How changing the values affects volume

  • Threshold ↑ (e.g. –12 dB) : Less of the track is compressed → dynamic swings remain → worse constancy. 
  • Threshold ↓ (e.g. –30 dB) : More of the track is compressed → everything flattened → better constancy (but can sound dead). 
  • Ratio ↑ (e.g. 30:1) : Stronger squash → better constancy, but risk of lifeless sound. 
  • Attack ↑ (slower, 200 ms) : Misses fast peaks → sudden loud spikes slip through → worse constancy. 
  • Attack ↓ (faster, 5 ms) : Catches every spike → better constancy, but can distort transients (drum hits). 
  • Release ↑ (slower, 800 ms) : Volume stays low for longer after a loud bit → quiet parts after loud parts sound muffled → worse. 
  • Release ↓ (faster, 100 ms) : Volume recovers quickly → can cause pumping (breathing) → worse if too fast. 
  • RMS/Peak → 1 (full RMS) : Ignores clicks/spikes, reacts to average → smoother, less pumping, slightly less perfect peak control.
  • Knee ↑ (softer, 6–10 dB) : Compression eases in → more natural, slightly less perfect constancy. 
  • Makeup gain ↑ : Whole track louder → helps quiet parts match, but can clip if too high. 

Recommended Presets 

Podcast / Speech: Maximum constancy, no pumping

  • RMS/Peak: 0.7 (mostly RMS, ignores clicks)
  • Attack: 15 ms
  • Release: 150 ms
  • Threshold: -24 dB
  • Ratio: 12:1
  • Knee: 6 dB
  • Makeup gain: 10 dB

Pop / YouTube Mix: Loud but still musical

  • RMS/Peak: 0.4
  • Attack: 25 ms
  • Release: 200 ms
  • Threshold: -18 dB
  • Ratio: 8:1
  • Knee: 4 dB
  • Makeup gain: 8 dB

Movies / Drama: Preserve dynamics, just tame peak

  • RMS/Peak: 0.2
  • Attack: 50 ms
  • Release: 400 ms
  • Threshold: -14 dB
  • Ratio: 4:1
  • Knee: 8 dB
  • Makeup gain: 6 dB

Classical / Jazz: Light touch, almost no squash

  • RMS/Peak: 0.1
  • Attack: 80 ms
  • Release: 600 ms
  • Threshold: -10 dB
  • Ratio: 3:1
  • Knee: 10 dB
  • Makeup gain: 4 dB

Bottom Line

  • Want radio-loud constancy? Lower threshold, high ratio, fast attack, medium release, add makeup.  
  • Want music to breathe? Raise threshold, lower ratio, slower attack/release, softer knee.  
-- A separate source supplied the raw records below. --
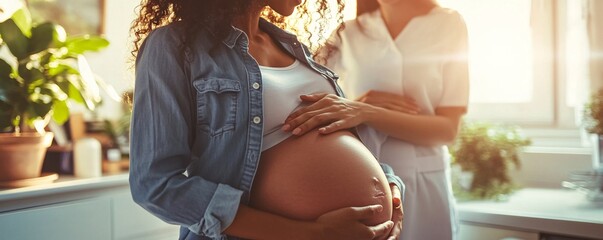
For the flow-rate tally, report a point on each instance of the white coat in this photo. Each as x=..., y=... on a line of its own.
x=420, y=63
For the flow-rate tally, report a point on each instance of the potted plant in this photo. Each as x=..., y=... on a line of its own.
x=485, y=152
x=43, y=71
x=593, y=122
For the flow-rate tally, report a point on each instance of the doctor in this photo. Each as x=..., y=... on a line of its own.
x=405, y=63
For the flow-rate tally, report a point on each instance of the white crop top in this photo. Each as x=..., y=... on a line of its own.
x=282, y=88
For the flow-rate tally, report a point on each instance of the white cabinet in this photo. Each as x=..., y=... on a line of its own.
x=132, y=222
x=87, y=219
x=483, y=232
x=79, y=209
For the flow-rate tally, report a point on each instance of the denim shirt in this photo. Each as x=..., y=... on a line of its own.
x=196, y=131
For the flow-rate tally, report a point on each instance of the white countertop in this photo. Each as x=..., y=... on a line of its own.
x=15, y=198
x=557, y=211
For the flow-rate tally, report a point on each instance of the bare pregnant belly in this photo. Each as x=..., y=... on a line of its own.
x=304, y=177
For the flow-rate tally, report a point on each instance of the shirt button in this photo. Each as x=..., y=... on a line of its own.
x=256, y=120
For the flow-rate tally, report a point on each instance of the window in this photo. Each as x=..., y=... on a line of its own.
x=528, y=63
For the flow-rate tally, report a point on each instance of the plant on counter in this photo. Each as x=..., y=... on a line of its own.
x=593, y=123
x=42, y=70
x=47, y=68
x=486, y=152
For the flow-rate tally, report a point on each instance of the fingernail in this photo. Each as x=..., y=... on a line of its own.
x=396, y=201
x=296, y=131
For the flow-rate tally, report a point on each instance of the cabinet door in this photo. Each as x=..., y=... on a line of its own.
x=84, y=219
x=132, y=222
x=482, y=232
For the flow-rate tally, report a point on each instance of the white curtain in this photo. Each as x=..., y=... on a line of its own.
x=595, y=35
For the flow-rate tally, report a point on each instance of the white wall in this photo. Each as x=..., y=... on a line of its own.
x=112, y=64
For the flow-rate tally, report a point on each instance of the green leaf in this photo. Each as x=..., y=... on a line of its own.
x=74, y=93
x=42, y=36
x=22, y=19
x=54, y=90
x=14, y=38
x=85, y=43
x=7, y=115
x=5, y=70
x=60, y=112
x=41, y=109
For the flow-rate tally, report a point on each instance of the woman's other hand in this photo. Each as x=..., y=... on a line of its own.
x=346, y=223
x=327, y=111
x=390, y=101
x=397, y=213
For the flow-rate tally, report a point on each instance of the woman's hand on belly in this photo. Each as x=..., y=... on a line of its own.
x=346, y=223
x=327, y=111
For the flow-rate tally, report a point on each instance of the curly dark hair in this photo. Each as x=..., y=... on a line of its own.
x=331, y=47
x=310, y=23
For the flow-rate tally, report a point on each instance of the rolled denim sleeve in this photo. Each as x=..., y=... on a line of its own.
x=161, y=131
x=392, y=178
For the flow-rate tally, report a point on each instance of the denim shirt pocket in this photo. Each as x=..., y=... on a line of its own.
x=216, y=104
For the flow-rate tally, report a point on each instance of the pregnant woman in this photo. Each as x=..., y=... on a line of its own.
x=215, y=81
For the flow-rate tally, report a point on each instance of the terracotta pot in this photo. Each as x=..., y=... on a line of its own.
x=22, y=155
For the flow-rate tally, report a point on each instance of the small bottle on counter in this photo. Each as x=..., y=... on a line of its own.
x=87, y=158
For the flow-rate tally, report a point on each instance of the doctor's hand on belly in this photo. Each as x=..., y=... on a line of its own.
x=331, y=113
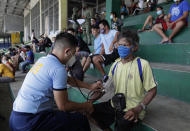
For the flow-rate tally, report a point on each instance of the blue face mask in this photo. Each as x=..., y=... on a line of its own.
x=124, y=51
x=102, y=31
x=159, y=12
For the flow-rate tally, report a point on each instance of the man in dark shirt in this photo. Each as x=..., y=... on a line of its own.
x=28, y=60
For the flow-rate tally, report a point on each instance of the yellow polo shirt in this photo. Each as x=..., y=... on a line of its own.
x=5, y=71
x=127, y=81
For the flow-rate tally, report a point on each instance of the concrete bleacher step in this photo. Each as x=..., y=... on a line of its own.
x=139, y=19
x=178, y=53
x=152, y=37
x=172, y=79
x=163, y=113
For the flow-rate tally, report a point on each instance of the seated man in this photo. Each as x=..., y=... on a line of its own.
x=29, y=59
x=5, y=61
x=82, y=49
x=160, y=19
x=116, y=23
x=97, y=47
x=108, y=40
x=33, y=108
x=137, y=90
x=177, y=19
x=6, y=75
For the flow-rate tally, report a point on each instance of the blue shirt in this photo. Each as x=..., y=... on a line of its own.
x=97, y=45
x=30, y=54
x=36, y=93
x=177, y=11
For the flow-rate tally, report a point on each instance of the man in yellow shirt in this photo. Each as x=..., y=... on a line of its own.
x=132, y=77
x=6, y=75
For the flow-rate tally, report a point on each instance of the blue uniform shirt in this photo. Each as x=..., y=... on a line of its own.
x=97, y=45
x=36, y=93
x=177, y=11
x=30, y=55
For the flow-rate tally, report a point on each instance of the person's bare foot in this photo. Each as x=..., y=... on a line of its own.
x=165, y=40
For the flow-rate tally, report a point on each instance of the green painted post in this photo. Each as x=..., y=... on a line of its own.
x=112, y=5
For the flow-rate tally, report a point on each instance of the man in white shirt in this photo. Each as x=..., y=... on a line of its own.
x=108, y=40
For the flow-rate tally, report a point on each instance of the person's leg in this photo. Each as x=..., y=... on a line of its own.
x=87, y=64
x=6, y=79
x=49, y=121
x=63, y=121
x=84, y=59
x=159, y=29
x=98, y=61
x=178, y=27
x=103, y=115
x=149, y=21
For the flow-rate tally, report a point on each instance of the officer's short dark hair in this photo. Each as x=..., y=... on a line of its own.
x=65, y=39
x=95, y=27
x=71, y=29
x=114, y=13
x=105, y=23
x=130, y=35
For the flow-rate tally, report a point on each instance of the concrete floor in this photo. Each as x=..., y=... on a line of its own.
x=164, y=113
x=5, y=106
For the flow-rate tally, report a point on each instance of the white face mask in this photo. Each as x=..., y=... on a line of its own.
x=71, y=61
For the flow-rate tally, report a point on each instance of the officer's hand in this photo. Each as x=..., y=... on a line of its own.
x=96, y=85
x=133, y=114
x=111, y=47
x=89, y=107
x=71, y=81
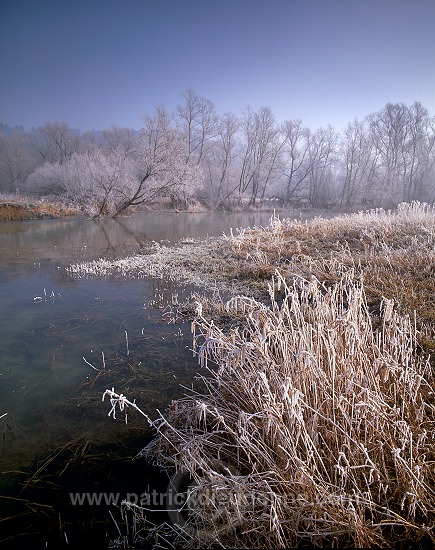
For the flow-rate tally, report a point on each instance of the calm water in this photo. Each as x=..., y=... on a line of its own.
x=52, y=326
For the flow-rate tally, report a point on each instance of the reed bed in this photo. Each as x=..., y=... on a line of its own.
x=316, y=427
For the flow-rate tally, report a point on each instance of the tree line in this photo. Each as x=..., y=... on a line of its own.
x=194, y=155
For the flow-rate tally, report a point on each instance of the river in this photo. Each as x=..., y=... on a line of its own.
x=63, y=341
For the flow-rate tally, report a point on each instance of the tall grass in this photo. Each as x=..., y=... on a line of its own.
x=317, y=425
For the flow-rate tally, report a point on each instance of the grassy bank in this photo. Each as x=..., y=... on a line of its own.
x=317, y=426
x=19, y=209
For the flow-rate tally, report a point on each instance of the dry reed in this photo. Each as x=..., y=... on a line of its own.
x=317, y=427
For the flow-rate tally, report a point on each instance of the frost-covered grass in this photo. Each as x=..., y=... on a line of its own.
x=317, y=426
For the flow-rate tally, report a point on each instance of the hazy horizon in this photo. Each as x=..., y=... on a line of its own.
x=94, y=64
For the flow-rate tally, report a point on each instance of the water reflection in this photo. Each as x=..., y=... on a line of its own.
x=63, y=341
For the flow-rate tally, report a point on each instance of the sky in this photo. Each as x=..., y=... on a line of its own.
x=97, y=63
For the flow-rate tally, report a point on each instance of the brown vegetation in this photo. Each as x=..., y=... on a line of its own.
x=14, y=210
x=317, y=425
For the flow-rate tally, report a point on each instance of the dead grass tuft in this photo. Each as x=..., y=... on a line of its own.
x=316, y=427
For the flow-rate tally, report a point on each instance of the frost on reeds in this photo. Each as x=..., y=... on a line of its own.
x=317, y=427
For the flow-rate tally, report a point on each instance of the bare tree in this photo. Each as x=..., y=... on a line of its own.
x=161, y=167
x=55, y=142
x=261, y=155
x=198, y=122
x=321, y=153
x=296, y=152
x=16, y=161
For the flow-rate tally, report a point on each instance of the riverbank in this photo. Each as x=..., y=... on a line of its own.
x=17, y=210
x=317, y=423
x=392, y=251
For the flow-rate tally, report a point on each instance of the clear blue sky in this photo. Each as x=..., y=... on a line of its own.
x=93, y=63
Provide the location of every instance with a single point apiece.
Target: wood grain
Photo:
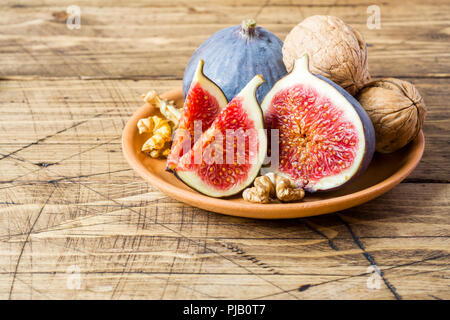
(70, 203)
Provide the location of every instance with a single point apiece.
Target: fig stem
(248, 28)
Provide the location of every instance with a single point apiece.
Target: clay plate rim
(252, 210)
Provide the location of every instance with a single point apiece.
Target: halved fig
(228, 156)
(203, 103)
(325, 137)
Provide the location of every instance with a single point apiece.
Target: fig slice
(228, 156)
(203, 103)
(326, 139)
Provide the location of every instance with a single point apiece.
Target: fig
(326, 138)
(203, 103)
(228, 156)
(396, 109)
(234, 55)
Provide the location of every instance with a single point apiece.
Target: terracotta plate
(384, 173)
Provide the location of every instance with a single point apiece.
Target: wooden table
(76, 222)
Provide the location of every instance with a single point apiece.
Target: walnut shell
(335, 49)
(397, 112)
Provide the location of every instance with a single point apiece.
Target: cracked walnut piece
(161, 133)
(167, 108)
(270, 186)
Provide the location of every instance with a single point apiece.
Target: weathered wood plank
(155, 41)
(90, 117)
(70, 203)
(106, 233)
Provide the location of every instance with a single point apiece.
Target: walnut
(158, 144)
(167, 108)
(397, 112)
(270, 186)
(336, 51)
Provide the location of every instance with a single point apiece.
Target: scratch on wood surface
(199, 244)
(371, 259)
(25, 243)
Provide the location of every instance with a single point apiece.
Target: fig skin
(336, 50)
(397, 111)
(234, 55)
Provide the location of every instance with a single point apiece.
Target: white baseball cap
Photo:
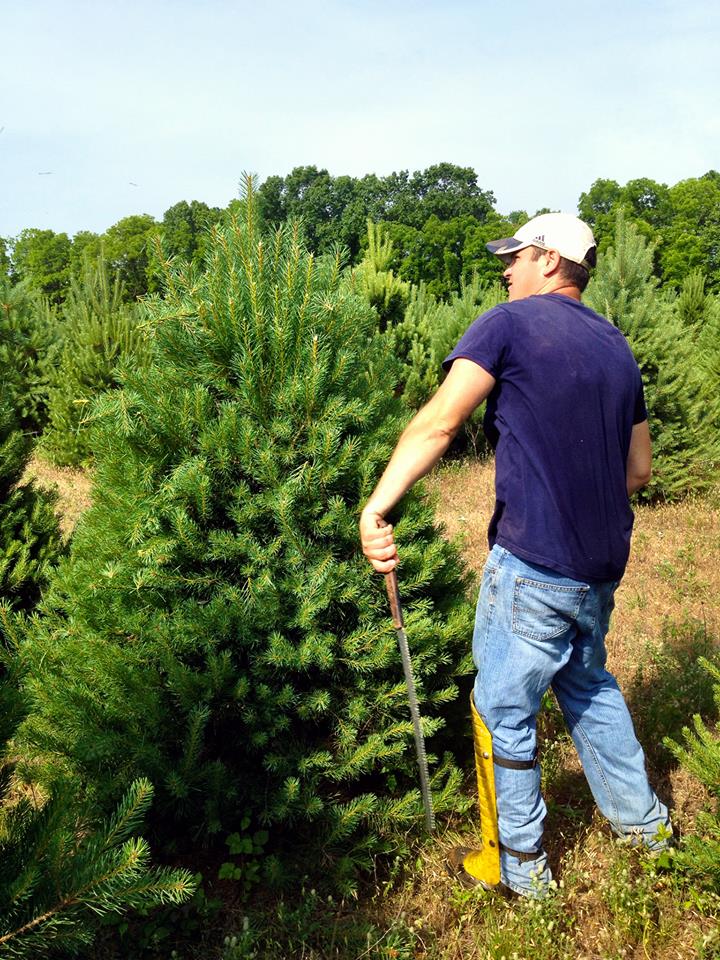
(563, 232)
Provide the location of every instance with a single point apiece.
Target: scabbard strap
(515, 764)
(521, 855)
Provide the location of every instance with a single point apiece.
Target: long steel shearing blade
(396, 611)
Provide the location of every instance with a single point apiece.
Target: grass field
(610, 902)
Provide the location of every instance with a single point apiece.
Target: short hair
(574, 273)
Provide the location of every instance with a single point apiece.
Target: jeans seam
(591, 751)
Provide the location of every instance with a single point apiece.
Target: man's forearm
(419, 448)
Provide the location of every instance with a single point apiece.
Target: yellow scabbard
(484, 864)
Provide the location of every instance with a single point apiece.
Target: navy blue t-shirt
(560, 416)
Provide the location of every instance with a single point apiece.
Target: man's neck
(566, 289)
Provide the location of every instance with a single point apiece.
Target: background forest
(205, 658)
Audio volume adjustments on other software

  • Audacity: It has a compressor and a limiter. 
  • EasyEffects: It appears to be able to adjust various input and output sources. 
  • Other options on Ubuntu: There's pacmd, swh-plugins and Dyson compressor. 

Disclaimer: A lot of the information about the meaning of the audio terms were generated by Grok, so do take it with a pinch of salt.